Apache Spark is quickly being adopted at Facebook and now powers an important portion of Facebook’s batch ETL workload. While Spark is typically more efficient than Hive, we continue to search for opportunities to further reduce hardware costs. Recently, we have started an effort to apply custom resource oversubscription for every unique Spark job. We often observe that system resources (e.g. CPU / memory) tend to be underutilized in Spark jobs.
For example, when the data can not fit in memory, disk spill may dominate overall performance. Since the default configuration allocates one CPU core per Spark task, this can lead to situations where Spark jobs are not using all the CPU resources allocated to them and as a result, the overall cluster CPU utilization can remain low even under peak scheduling conditions. Similarly, for memory, depending on the input data and shuffle sizes, the job might not fully utilize its reserved memory and a significant amount of cluster memory can be wasted.

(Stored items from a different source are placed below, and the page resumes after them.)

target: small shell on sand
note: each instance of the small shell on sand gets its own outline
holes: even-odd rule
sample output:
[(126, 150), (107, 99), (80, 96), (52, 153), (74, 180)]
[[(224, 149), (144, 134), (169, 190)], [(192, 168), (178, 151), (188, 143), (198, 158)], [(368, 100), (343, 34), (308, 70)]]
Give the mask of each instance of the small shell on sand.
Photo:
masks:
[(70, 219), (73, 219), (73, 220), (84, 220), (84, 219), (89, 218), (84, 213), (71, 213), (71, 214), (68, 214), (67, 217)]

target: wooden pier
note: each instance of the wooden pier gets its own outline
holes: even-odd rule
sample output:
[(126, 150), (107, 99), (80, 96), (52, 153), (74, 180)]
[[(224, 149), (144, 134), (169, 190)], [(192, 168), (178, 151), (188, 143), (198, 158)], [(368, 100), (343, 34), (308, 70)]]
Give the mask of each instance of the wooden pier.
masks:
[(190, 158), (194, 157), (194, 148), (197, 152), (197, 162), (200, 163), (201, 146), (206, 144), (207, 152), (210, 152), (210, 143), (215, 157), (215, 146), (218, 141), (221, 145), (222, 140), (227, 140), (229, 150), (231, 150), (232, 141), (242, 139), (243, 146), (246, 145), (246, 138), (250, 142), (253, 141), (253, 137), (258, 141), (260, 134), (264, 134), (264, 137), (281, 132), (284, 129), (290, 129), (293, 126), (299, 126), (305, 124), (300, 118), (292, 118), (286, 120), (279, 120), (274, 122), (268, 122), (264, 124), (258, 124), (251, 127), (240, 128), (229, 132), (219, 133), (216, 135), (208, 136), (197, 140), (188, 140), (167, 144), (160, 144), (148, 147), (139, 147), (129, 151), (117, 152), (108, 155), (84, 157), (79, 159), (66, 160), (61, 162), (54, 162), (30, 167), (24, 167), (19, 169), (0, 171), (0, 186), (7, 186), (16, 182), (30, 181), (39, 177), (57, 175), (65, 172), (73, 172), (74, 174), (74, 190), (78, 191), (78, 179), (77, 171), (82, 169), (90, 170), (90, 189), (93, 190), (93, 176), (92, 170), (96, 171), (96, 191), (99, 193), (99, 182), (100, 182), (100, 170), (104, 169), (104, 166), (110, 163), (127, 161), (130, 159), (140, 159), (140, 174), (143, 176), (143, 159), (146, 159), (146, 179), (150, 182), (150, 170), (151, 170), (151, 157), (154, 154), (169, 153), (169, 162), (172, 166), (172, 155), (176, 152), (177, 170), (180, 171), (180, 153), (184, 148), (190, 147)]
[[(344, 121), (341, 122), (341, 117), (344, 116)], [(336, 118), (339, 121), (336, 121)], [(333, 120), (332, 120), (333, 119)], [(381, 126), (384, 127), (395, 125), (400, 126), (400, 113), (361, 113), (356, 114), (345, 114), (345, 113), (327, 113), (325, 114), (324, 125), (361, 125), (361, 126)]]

In this session, we will describe the CPU and memory oversubscription technique we use to increase overall resource utilization of our Spark clusters. We leverage a historical stats based resource oversubscription algorithm that considers the historical resource usage of each unique Spark job and predicts the ideal resource allocation to minimize unused resources and increase the cluster utilization.
We’ll also explain the changes necessary to Spark and the resource manager in order to support oversubscription. Finally, we will conclude by sharing our results and the future direction for this project.